De cijfers spreken voor zich: de Griekse economie krimpt, de werkloosheid neemt toe, het tekort op de begroting en de schuld stijgen (zie grafiek). Ook voor 2012 zijn alle indicatoren sterk negatief. ‘De situatie in Griekenland is eigenlijk al out of control‘, zegt een delegatielid van het Internationaal Monetair Fonds (IMF) off the record, dat toezicht probeert te houden op de ontwikkelingen in Griekenland. Die supervisie, zeg maar curatele, gebeurt samen met experts van de Europese Centrale Bank (ECB) en van de Europese Commissie, en past binnen de diverse reddingsplannen die de voorbije vijftien maanden voor Griekenland werden uitgewerkt. Het trio van superviserende organen kreeg het koosnaampje ‘de trojka’ mee.

Deze groep van experts eist nu, nog maar eens, dat de regering in Athene bijkomende maatregelen neemt om het wederom oplopende begrotingstekort te vernauwen. Zo niet zal, zo luidt het dreigement, de volgende schijf van 8 miljard euro aan hulp voor Griekenland niet vrijgegeven worden – wat zou betekenen dat Griekenland de facto failliet gaat. Het land zit tegen eind september zonder verse hulp met een lege staatskas. Niet alleen kunnen de Grieken dan niet meer voldoen aan de verplichtingen tegenover buitenlandse schuldeisers, ook de uitbetaling van, bijvoorbeeld, lonen van ambtenaren en pensioenen wordt dan erg problematisch.

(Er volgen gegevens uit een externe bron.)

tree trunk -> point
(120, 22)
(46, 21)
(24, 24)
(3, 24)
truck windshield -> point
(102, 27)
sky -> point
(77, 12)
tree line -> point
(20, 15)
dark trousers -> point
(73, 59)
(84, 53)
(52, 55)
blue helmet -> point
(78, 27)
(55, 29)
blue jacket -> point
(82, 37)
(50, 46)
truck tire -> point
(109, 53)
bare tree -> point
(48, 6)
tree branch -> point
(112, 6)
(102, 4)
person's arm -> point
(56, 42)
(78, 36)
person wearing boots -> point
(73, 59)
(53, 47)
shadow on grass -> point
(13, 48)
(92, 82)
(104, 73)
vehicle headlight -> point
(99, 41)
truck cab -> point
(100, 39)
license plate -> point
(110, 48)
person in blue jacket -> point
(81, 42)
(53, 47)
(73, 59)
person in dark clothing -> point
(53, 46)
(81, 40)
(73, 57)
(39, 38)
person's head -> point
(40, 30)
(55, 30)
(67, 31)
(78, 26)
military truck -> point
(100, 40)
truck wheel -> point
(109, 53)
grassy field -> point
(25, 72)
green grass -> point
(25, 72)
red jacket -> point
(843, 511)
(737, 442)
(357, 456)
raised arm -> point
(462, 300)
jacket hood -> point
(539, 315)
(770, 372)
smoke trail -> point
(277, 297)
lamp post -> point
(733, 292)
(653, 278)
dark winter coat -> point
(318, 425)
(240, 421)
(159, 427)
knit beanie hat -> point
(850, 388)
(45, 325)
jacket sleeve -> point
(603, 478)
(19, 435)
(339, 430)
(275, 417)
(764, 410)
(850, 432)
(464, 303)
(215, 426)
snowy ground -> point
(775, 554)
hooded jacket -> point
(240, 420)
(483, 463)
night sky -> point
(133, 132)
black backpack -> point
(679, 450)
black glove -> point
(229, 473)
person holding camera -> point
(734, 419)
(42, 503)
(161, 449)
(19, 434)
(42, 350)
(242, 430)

Het is nu alle hens aan dek om te voorkomen dat het zover komt. De Grieken schuwen daarbij enig pokerspel niet. Zij gaan er, wellicht terecht, van uit dat de betrokken instanties hoe dan ook een faillissement van de Griekse staat willen voorkomen, en leggen zich dus niet zomaar bij elk dictaat neer. En uiteraard gaat de trukendoos van alle betrokkenen wagenwijd open. Een typisch voorbeeld is de eis van de trojka dat de Griekse regering de komende drie jaar 150.000 ambtenaren moet ontslaan. De regering in Athene stemt daar nu officieel mee in, maar zo’n ingreep treft de regerende PASOK-partij van de socialisten in het hart van haar aanhang. Felle protesten dreigen. En dus gaat minister van Financiën Evangelos Venizelos, onder druk van de vakbonden, een flink pak van die ontslagen ambtenaren kazerneren in een statuut van vervroegde pensionering. Dat die ingreep toekomstige begrotingstekorten verder opdrijft en het groeipotentieel van de Griekse economie nog meer uitholt, doet blijkbaar even niet ter zake. Het voorbeeld illustreert de wanhoop die ook in buitenlandse beleidskringen heerst rond de Griekse crisis.

Catch 22

De Griekse economie zit gevangen in een typische catch 22-situatie. Binnen het nu gehanteerde referentiekader bestaat er voor deze patstelling geen oplossing. Dat zit zo.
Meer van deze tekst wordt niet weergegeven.